Musical: „Good Girls“ brechen Schwangerschaft ab

In ihrem humoristischen Musical „Good Girls“ greift die Regisseurin 
Larisa Faber das Tabuthema Schwangerschaftsabbruch auf. 
Am Dienstag ist Premiere im Escher Theater. Erwartet das Publikum Klamauk?

Nora Zirka, Monika Valkūnaitė und Teklè Baroti (v.l.n.r.) sind die „Good Girls“ in Larisa Fabers komödiantischem Musiktheater. (© Patrick Galbats)

Woran denken Sie, wenn Sie Musical und Komödie hören? Vermutlich nicht an Schwangerschaftsabbrüche, oder?
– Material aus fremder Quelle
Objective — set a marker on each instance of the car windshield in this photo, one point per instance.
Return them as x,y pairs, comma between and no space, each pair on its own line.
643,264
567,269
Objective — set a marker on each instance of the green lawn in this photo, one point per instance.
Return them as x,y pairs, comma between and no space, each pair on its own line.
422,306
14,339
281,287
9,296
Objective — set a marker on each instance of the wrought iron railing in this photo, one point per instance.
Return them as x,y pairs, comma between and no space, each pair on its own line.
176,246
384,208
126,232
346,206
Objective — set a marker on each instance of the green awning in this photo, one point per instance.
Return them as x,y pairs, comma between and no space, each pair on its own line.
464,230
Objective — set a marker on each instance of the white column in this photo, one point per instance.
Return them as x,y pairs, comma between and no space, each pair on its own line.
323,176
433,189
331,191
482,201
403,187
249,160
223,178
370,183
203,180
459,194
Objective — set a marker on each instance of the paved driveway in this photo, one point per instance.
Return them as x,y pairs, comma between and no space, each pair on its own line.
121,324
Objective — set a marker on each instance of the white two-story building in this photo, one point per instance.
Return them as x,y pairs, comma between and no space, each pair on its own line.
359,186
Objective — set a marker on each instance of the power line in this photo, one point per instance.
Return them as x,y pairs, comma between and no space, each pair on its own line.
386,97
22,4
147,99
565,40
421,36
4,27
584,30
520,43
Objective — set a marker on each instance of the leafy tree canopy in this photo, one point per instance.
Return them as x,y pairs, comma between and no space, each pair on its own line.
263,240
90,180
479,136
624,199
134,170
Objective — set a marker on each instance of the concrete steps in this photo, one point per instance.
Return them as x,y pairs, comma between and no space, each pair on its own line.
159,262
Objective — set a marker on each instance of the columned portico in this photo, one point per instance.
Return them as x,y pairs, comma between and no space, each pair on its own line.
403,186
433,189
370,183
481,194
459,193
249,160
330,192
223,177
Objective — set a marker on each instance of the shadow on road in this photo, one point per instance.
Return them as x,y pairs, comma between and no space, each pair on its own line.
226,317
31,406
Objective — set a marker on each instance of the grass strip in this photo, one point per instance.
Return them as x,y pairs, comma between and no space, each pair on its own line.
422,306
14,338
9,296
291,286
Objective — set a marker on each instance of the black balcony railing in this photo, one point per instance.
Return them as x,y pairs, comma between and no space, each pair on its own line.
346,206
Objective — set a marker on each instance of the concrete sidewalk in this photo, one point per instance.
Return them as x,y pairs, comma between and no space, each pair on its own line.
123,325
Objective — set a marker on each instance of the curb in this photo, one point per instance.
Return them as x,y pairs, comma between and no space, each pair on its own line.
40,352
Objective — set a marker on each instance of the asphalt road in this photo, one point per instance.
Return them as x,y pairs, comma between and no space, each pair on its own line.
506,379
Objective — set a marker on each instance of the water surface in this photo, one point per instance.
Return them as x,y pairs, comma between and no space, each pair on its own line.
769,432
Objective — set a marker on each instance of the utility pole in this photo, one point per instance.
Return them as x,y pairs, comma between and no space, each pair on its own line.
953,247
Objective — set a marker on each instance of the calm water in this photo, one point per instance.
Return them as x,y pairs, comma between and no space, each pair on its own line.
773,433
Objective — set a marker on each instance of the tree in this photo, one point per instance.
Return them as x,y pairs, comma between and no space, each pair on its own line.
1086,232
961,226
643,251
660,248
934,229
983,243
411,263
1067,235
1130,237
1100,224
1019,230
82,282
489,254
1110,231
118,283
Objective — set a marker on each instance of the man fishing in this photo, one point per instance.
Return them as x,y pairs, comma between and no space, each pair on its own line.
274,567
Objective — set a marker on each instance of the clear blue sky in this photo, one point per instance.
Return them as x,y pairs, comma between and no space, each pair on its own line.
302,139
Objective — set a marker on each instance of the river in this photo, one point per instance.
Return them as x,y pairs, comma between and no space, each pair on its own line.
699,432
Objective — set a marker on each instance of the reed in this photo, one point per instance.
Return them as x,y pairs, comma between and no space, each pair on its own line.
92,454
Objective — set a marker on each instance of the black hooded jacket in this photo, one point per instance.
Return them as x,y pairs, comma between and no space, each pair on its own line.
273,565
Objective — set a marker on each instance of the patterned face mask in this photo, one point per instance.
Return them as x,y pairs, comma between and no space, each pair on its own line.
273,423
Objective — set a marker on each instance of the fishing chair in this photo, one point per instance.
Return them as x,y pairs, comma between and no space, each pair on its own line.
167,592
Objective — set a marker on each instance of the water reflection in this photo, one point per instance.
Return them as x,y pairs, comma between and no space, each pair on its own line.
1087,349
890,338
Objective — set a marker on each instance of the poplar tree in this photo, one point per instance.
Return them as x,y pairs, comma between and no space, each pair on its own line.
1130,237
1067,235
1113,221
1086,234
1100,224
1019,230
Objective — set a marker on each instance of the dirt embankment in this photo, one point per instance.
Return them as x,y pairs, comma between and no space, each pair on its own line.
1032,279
Larisa Faber, Regisseurin, Drehbuchautorin und Schauspielerin, verbindet in ihrem neuen Stück „Good Girls“ genau diese drei Elemente: Sie macht aus dem Tabuthema Schwangerschaftsabbruch ein mehrsprachiges Musiktheaterstück mit französischen Untertiteln, das die Erfahrung entdramatisieren soll.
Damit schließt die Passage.